Целую ночь Вася сидел у себя за перегородкой и набрасывал план лирического стихотворения. В голове, как вспугнутые воробьи, мелькали отдельные строки, луна наседала на тюльпаны, соловей мешался со скамейкой, волна догоняла затаенный вздох. Но над всем, как утюг на веревочке, висело директорское распоряжение о плане, и, сдерживая необузданные взлеты творчества, Вася писал на листке из блокнотика аккуратные, пронумерованные строчки плана:
1. Сидение на скамье.
2. Смотрение на луну.
3. Нюхание цветов.
4. Держание за руку.
5. Говорение слов.
6. Любовь как таковая.
7. «И ты ушла, и я ушел, и оба мы ушли».
На другой день редактор недовольно и кисло смотрел на Васю Грибакина и вертел в руках представленный ему план, делая на нем пометки большим синим, тупо очинённым карандашом.

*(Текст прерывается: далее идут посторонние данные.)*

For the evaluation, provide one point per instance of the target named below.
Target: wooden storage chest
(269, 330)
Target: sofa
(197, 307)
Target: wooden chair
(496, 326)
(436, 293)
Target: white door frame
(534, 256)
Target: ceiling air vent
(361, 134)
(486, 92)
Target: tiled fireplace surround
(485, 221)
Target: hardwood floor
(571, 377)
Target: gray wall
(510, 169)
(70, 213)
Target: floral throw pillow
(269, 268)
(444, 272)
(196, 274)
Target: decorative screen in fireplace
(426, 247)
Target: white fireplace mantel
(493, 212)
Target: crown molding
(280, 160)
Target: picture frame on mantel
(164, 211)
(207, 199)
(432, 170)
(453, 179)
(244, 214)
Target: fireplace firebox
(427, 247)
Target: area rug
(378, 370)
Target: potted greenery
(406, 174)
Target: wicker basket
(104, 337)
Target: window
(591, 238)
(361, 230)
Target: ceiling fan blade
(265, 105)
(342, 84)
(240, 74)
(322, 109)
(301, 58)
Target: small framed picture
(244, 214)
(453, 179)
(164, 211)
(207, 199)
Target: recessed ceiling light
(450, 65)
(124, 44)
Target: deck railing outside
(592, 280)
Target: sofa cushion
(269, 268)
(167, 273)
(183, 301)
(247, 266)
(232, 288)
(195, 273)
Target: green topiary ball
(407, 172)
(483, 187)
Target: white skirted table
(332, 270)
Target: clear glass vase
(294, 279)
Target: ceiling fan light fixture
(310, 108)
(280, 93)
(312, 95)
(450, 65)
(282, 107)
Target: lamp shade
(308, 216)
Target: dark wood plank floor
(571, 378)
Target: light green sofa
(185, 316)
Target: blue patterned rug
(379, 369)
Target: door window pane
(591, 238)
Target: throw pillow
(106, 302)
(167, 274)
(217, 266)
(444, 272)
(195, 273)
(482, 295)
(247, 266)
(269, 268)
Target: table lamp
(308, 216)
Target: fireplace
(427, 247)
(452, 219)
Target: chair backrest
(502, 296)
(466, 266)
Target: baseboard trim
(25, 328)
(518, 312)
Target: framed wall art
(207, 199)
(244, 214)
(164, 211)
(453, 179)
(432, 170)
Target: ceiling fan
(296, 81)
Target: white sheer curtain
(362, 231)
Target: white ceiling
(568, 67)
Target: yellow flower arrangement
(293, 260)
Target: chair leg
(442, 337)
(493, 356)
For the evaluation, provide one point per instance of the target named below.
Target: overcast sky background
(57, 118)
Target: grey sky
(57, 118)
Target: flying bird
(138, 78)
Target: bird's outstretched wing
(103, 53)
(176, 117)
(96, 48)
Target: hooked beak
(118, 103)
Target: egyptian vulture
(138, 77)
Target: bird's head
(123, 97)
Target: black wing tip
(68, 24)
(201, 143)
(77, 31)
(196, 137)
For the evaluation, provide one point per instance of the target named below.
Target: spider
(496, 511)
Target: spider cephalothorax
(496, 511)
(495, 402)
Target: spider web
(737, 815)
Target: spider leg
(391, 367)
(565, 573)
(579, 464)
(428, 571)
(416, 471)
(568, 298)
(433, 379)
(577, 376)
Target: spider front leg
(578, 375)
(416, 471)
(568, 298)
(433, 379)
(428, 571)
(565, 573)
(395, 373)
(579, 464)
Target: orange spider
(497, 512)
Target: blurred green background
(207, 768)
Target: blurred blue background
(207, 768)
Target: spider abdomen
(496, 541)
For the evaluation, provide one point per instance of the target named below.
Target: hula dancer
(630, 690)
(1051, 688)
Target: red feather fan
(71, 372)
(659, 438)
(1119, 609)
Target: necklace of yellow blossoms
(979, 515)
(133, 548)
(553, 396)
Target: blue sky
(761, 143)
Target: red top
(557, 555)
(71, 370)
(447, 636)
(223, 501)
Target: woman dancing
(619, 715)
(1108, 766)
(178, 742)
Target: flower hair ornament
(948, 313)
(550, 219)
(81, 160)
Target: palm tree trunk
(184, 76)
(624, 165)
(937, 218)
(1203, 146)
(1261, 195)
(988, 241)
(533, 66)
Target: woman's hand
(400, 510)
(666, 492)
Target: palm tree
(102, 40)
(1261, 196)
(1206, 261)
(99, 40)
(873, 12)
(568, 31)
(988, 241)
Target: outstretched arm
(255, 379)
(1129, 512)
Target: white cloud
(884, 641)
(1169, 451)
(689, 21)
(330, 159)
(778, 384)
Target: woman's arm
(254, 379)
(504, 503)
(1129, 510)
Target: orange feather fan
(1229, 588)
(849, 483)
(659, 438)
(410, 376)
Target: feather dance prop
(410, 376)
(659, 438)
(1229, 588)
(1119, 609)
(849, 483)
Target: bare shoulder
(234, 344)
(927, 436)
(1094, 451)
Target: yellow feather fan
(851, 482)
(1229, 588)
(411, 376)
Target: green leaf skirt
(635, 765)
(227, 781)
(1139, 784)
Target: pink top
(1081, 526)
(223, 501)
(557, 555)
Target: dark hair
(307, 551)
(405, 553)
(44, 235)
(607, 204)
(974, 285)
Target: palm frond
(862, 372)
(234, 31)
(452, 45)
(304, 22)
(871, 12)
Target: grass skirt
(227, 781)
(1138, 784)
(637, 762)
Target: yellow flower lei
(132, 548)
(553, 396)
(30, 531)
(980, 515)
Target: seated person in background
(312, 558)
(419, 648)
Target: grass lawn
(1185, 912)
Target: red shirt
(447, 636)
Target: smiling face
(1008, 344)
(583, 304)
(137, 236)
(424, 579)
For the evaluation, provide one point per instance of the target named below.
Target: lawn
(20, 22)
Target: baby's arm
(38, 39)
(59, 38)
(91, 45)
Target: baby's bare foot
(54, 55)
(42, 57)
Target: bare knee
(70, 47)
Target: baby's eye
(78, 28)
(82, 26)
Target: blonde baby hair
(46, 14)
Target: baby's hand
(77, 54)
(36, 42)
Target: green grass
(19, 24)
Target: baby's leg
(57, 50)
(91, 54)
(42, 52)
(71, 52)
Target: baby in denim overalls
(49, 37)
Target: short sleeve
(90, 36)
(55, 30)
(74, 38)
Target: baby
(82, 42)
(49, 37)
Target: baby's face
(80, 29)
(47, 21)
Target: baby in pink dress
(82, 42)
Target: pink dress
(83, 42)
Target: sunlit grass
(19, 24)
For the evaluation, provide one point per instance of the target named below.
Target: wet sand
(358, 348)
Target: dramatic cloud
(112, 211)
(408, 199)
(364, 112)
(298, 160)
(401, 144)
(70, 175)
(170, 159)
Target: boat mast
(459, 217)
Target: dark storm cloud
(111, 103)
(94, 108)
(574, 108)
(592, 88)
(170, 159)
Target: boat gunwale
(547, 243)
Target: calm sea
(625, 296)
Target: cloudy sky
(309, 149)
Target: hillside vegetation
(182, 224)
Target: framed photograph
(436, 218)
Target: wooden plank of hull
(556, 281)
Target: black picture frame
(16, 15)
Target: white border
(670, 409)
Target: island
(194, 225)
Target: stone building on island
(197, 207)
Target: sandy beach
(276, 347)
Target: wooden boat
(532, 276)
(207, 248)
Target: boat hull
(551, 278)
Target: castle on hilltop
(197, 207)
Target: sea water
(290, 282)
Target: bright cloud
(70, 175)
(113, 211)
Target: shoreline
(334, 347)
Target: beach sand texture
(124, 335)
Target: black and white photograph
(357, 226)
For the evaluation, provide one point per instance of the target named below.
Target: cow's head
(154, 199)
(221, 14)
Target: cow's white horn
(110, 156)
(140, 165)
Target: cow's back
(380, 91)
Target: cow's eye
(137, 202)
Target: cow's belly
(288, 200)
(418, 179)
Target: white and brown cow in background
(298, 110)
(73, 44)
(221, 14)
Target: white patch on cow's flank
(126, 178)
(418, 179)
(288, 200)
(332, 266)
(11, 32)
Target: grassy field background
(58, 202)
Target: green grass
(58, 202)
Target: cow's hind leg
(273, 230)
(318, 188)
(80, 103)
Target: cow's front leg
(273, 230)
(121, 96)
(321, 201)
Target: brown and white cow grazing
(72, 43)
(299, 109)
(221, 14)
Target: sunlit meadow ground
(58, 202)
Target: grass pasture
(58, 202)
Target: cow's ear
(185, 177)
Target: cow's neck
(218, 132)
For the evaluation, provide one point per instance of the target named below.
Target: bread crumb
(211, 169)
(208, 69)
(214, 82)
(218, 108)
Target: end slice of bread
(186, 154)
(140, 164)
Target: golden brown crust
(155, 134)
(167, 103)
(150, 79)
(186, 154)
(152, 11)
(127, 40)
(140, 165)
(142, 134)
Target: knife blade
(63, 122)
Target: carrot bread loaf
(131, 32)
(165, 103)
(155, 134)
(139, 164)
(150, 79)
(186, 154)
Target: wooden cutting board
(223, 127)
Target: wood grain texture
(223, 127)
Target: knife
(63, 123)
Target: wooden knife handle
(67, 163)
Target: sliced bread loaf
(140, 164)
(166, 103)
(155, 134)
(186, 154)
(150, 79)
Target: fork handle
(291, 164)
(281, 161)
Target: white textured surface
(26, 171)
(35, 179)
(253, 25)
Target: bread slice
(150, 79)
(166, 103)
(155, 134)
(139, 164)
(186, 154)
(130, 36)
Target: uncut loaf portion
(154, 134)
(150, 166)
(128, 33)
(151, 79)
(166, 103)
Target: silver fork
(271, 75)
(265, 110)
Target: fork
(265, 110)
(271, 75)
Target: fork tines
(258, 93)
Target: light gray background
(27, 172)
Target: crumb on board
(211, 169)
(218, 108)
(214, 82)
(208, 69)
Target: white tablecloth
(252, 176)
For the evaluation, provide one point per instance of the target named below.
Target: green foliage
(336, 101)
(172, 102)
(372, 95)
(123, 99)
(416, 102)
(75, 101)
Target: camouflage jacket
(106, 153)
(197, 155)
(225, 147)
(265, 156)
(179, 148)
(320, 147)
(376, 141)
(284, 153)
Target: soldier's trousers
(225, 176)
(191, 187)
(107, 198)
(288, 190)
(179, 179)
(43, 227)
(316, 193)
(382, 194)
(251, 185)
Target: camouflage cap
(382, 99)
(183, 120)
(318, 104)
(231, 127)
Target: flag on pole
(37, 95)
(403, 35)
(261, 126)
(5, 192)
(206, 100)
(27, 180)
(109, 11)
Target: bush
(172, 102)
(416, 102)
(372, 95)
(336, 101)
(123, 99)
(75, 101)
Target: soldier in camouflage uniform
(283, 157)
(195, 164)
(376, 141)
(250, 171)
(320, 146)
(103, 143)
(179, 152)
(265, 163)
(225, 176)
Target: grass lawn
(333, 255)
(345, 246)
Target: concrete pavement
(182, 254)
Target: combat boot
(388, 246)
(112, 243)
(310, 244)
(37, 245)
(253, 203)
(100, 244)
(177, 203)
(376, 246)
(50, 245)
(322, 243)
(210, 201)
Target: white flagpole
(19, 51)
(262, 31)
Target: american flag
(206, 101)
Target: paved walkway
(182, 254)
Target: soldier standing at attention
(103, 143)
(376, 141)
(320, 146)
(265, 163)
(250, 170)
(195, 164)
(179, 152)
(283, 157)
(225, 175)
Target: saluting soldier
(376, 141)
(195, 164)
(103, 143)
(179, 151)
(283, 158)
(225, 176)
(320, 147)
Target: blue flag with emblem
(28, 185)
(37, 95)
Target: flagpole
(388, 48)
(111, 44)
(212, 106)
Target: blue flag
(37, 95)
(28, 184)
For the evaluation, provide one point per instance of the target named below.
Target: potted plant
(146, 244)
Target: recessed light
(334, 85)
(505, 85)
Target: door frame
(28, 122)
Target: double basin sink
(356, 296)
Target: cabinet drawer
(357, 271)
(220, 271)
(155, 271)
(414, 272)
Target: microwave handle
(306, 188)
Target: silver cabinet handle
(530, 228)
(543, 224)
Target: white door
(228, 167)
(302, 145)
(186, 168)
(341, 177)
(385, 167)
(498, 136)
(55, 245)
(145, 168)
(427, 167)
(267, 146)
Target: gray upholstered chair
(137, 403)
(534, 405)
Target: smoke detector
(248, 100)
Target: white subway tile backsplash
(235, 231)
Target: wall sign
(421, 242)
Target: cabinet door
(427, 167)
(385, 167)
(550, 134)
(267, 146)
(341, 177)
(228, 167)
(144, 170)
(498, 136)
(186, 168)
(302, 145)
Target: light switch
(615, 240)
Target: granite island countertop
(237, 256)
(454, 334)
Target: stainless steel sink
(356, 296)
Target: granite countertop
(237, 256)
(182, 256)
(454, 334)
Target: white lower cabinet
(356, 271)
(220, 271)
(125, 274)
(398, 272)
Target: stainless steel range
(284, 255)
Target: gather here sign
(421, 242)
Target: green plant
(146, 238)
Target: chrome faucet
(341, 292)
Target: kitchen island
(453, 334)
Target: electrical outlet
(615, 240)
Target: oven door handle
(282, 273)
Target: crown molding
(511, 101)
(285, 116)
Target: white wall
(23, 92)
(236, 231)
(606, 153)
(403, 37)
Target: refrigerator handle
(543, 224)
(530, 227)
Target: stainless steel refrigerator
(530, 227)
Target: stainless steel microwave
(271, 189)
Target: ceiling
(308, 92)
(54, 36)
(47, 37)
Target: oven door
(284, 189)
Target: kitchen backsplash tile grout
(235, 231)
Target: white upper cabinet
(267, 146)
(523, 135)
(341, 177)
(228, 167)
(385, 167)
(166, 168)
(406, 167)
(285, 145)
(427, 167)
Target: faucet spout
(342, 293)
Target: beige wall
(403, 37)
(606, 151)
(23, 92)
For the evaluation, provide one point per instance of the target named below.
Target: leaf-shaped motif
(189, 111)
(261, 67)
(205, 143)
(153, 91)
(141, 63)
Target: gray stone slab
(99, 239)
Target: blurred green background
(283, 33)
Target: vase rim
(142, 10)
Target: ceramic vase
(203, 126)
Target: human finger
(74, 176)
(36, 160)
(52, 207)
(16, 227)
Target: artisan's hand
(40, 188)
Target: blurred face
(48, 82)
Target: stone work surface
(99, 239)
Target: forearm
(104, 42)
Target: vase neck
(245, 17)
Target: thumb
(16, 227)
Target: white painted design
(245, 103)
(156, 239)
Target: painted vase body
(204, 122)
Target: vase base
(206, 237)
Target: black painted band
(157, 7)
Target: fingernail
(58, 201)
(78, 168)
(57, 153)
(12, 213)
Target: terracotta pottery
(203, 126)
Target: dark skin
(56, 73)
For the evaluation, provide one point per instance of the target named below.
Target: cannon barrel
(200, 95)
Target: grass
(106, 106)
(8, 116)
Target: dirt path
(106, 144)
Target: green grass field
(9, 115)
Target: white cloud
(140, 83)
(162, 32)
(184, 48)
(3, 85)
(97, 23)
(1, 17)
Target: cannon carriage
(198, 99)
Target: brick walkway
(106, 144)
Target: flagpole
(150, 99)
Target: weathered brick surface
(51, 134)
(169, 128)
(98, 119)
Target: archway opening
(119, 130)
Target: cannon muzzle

– Вот вы пишете: «Сидение на скамье». Так. Скамью, конечно, в искусстве можно ввести, не протестую, но кто именно на ней сидит?
– Он, – вздохнув, ответил Вася и значительно тише добавил: – И она тоже. Двое.
– Цифровое обозначение здесь ни при чем, – остановил его редактор. – Здесь важны социальные корни. А может, это бывший архиерей и вдова генерал-губернатора на скамью уселись?
– Они же старые, – робко защитился Вася.